La Joie est-elle un combat ?

La joie, mystérieusement, est présence agissante. Lorsqu’en soi, l’espace intérieur est assez grand pour l’accueillir, elle y demeure, quoiqu’il arrive. La joie est expansion, sans limite, sans finitude. L’espace qui l’accueille, elle l’adapte à la dimensions de ce qui est accueilli, au gré des occasions : dimension intime, dimension du monde, dimension de l’autre, dimension de la transcendance ou de l’immanence. Jaillissement sans cesse renouvelé, elle invite à marcher sans se retourner, à contempler ce qui est sous nos yeux et qui, tels les nuages dans le ciel, se modifie constamment, même si c’est à peine perceptible. Elle invite notre contemplation à être active, à être aussi dans le mouvement. Si nous nous arrêtons, même brièvement, pour jouir d’elle, elle disparaît ou s’enfonce dans des profondeurs inaccessibles à la sensation. Elle suscite le chant de nos cellules, le regard émerveillé à tout ce qui en nous vit, nous fait vivre, participe à notre vie.

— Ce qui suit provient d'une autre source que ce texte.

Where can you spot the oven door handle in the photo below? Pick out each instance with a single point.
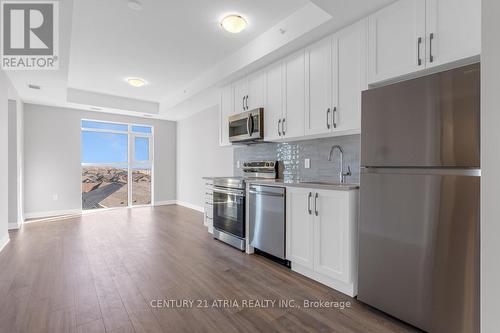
(237, 193)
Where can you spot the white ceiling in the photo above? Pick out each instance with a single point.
(177, 46)
(168, 42)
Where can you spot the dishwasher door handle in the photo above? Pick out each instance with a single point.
(271, 194)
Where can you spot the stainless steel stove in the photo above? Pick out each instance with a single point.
(229, 201)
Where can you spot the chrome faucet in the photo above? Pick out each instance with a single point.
(342, 174)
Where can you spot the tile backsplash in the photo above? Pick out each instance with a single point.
(292, 155)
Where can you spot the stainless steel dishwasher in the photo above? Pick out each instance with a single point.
(267, 219)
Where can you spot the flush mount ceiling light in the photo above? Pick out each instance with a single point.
(233, 23)
(134, 4)
(136, 81)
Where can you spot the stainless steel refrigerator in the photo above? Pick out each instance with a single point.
(419, 209)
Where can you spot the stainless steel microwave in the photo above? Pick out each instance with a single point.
(247, 126)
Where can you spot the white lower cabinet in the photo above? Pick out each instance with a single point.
(322, 236)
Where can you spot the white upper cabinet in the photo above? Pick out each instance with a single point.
(295, 89)
(284, 106)
(318, 87)
(397, 40)
(249, 93)
(412, 35)
(453, 30)
(226, 109)
(273, 106)
(349, 62)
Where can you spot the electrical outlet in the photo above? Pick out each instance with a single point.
(307, 163)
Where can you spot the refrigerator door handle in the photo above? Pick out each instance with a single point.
(316, 204)
(422, 171)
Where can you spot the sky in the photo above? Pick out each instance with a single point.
(99, 147)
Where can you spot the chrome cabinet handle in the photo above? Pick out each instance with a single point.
(419, 42)
(431, 38)
(309, 203)
(328, 118)
(316, 204)
(333, 117)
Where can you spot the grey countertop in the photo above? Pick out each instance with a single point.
(315, 185)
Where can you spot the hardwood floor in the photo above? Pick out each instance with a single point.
(100, 272)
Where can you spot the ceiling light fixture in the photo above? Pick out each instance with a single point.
(233, 23)
(136, 82)
(134, 4)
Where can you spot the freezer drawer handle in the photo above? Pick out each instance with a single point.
(271, 194)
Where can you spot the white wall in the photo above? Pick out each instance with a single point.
(490, 165)
(13, 200)
(199, 155)
(52, 157)
(4, 159)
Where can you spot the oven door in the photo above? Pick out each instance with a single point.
(246, 126)
(229, 211)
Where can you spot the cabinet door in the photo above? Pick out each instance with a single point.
(294, 111)
(255, 91)
(300, 226)
(330, 234)
(240, 92)
(226, 109)
(397, 40)
(453, 30)
(318, 87)
(273, 108)
(350, 60)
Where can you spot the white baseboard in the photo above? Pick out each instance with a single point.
(165, 203)
(350, 289)
(191, 206)
(38, 215)
(14, 225)
(4, 241)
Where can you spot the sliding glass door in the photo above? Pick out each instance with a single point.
(117, 165)
(141, 168)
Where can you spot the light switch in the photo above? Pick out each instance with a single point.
(307, 163)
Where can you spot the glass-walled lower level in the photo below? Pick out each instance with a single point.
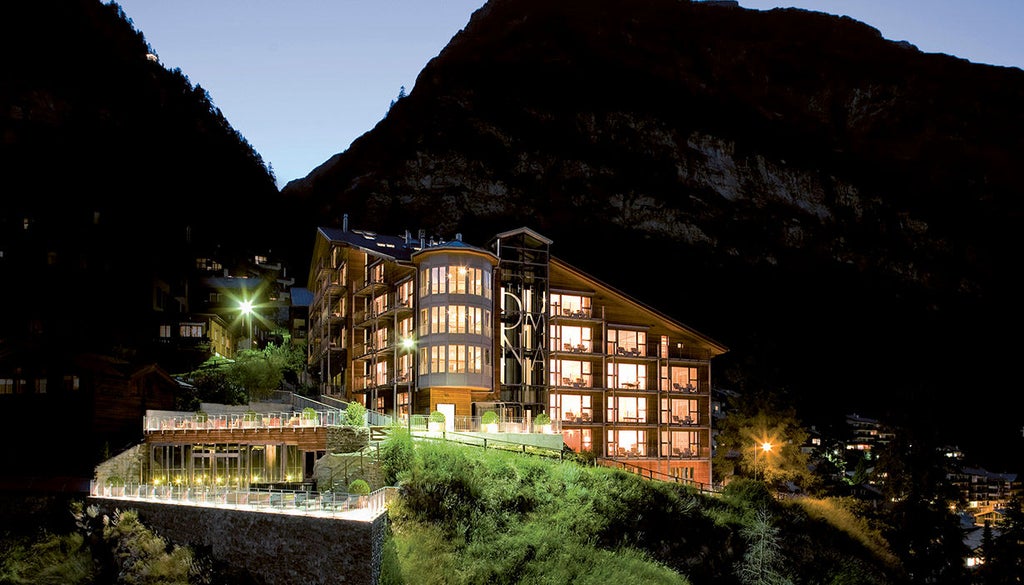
(233, 465)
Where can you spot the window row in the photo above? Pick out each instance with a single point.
(579, 374)
(455, 280)
(636, 443)
(579, 408)
(454, 359)
(455, 319)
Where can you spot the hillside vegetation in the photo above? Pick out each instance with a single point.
(488, 516)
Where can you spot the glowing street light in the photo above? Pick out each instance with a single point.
(408, 345)
(766, 448)
(247, 310)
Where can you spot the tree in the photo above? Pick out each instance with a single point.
(759, 441)
(401, 94)
(763, 559)
(355, 414)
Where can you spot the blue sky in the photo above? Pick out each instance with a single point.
(301, 79)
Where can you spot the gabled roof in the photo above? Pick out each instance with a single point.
(527, 232)
(392, 247)
(716, 347)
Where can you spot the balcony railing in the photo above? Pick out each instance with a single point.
(271, 420)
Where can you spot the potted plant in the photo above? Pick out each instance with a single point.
(355, 414)
(543, 422)
(419, 421)
(308, 416)
(359, 489)
(488, 422)
(436, 422)
(116, 485)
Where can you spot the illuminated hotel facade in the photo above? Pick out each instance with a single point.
(408, 326)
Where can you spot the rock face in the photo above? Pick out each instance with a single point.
(839, 209)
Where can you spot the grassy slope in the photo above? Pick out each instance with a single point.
(485, 516)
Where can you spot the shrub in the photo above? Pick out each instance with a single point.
(396, 454)
(355, 414)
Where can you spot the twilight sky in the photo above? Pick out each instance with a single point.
(301, 79)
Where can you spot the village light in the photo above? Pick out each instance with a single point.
(246, 307)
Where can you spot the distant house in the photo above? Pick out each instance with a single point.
(986, 493)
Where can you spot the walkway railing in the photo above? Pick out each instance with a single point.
(340, 504)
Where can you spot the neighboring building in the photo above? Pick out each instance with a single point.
(410, 326)
(986, 493)
(865, 433)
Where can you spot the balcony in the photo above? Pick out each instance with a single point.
(572, 312)
(584, 381)
(371, 287)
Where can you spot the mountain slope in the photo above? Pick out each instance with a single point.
(837, 208)
(116, 169)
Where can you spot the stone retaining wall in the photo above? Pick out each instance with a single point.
(270, 548)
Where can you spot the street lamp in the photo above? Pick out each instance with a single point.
(247, 311)
(408, 344)
(766, 447)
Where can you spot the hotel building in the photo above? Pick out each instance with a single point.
(408, 326)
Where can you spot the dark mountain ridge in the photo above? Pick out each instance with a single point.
(839, 209)
(116, 169)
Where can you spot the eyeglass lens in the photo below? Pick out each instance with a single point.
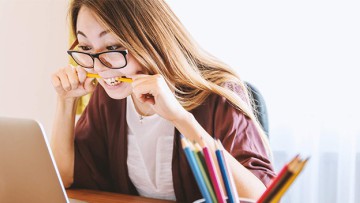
(109, 59)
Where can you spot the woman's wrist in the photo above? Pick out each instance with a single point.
(67, 105)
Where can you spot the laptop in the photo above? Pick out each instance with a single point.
(28, 172)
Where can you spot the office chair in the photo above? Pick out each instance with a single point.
(260, 110)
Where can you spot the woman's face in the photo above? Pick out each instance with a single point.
(94, 38)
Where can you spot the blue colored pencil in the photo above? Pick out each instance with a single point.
(226, 174)
(195, 169)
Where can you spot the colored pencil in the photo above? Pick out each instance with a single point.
(226, 174)
(92, 75)
(296, 171)
(220, 196)
(202, 165)
(195, 169)
(271, 189)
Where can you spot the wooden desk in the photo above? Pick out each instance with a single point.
(93, 196)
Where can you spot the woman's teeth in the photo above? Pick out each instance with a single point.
(112, 81)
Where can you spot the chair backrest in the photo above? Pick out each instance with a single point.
(260, 107)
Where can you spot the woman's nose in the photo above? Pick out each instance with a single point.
(98, 66)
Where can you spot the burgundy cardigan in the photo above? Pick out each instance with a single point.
(101, 145)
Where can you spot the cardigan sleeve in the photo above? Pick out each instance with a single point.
(241, 138)
(91, 161)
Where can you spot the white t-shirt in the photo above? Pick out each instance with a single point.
(150, 150)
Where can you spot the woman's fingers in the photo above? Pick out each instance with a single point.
(57, 84)
(73, 77)
(81, 74)
(65, 83)
(89, 85)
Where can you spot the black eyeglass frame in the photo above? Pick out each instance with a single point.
(94, 56)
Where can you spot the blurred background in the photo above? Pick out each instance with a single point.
(303, 56)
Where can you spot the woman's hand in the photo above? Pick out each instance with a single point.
(71, 82)
(154, 90)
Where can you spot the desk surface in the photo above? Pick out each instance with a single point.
(92, 196)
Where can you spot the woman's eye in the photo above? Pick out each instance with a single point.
(84, 48)
(113, 47)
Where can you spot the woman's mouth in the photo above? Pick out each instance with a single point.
(112, 81)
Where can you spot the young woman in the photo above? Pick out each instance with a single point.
(128, 138)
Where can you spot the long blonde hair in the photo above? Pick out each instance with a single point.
(159, 42)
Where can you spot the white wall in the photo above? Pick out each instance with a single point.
(304, 58)
(33, 40)
(302, 55)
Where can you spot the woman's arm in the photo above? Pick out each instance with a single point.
(70, 83)
(165, 104)
(62, 140)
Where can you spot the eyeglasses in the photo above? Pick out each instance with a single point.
(111, 59)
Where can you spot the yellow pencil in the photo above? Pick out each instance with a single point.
(92, 75)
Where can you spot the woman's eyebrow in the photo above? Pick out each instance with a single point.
(79, 32)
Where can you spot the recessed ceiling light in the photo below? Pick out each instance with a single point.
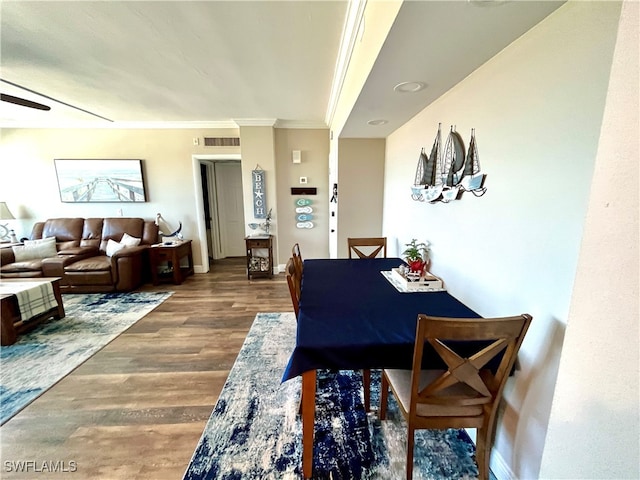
(409, 87)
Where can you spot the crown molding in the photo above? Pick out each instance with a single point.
(310, 125)
(255, 122)
(224, 124)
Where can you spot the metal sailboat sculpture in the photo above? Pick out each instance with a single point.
(472, 179)
(453, 166)
(427, 186)
(444, 178)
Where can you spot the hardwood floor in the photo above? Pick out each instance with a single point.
(137, 408)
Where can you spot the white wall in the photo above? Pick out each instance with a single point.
(360, 189)
(537, 109)
(314, 147)
(596, 400)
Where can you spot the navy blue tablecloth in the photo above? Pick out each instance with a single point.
(351, 317)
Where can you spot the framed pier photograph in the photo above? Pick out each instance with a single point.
(100, 181)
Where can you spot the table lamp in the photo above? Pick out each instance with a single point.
(5, 214)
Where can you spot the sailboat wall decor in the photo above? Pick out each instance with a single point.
(444, 177)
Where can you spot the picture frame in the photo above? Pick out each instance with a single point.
(100, 180)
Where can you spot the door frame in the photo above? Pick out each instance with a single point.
(197, 181)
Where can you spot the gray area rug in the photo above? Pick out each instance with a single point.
(52, 350)
(255, 432)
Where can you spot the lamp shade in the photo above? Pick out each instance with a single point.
(5, 213)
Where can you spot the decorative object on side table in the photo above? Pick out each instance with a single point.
(259, 256)
(417, 256)
(171, 253)
(163, 227)
(5, 214)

La souffrance part à l’assaut de la joie. Elle se croit la plus forte, arrive en conquérante, persuadée de la victoire. Elle obscurcit son ciel de nuages noirs, rétrécit son espace pour susciter l’angoisse qui étouffe. Elle place des digues pour stopper l’élan de sa source, cherche à la canaliser, à la ramener à l’étroite raison. Car la joie a en commun avec la folie l’expansivité et l’infinitude, mais elle diffère d’elle par l’absence d’exaltation.

L’exaltation donne une impression de vie intense alors qu’elle flambe comme un feu de paille aussi brutale, vive et éphémère que lui. Elle est telle ces oueds sahariens devenus torrents à la faveur d’une pluie inopinée et asséchés en quelques heures par le soleil. Lorsque le feu de paille s’éteint, lorsque l’oued s’assèche, il ne reste plus rien de ce qui les a suscités, plus que la tentation de se fixer sur l’instant pour retenir désespérément quelques étincelles qui s’éteignent inexorablement, quelques gouttes qui s’évaporent, laissant dans la nuit, le froid et la solitude celui qui a confondu joie et exaltation, bonheur et être. L’exaltation donne l’impression de la rencontre, mais celui qui la ressent est un chef d’orchestre qui perd ses instruments dans le désastre d’un crescendo vertigineux qui retombe aussi vite qu’il s’était gonflé.

La souffrance tente d’introduire le doute sur la qualité durable de la joie, cherche à faire croire que des nuages ou même un passage dans la nuit sont le début de l’infinitude du désespoir. Or, celui qui vit la joie sait qu’il ne la possède pas, elle l’habite et agit en lui. Il sait qu’elle repose sur un socle solide de confiance et d’abandon en quelque chose qui le dépasse et, en même temps, le porte. La confiance en ce socle crée une protection qu’aucun rempart, aucune cuirasse ne peuvent surpasser. Contre cette protection, toutes le forces que jette la souffrance ne peuvent rien. Elle qui a besoin de murs étroits pour tourner à son aise, de chemins tortueux pour s’y perdre, de gouffres pour s’y noyer, elle se perd dans l’espace à la fois fini et infini créé par la joie, espace où elle ne trouve rien qui lui permette de s’alimenter ou de rebondir. L’unité du socle, la confiance et l’abandon qui la cimentent en arrivent à faire disparaître la peur des peurs, son alliée habituelle, naturelle, qui lui ouvre d’ordinaire les portes lorsqu’elle se présente ou anticipe sa venue pour lui complaire.

La joie transforme l’amer salé de la douleur en une source rafraîchissante. Le torrent destructeur qui bondissait sur les pierres de larmes séchées s’est fait ruisseau tranquille qui étale ses courbes au long des prairies.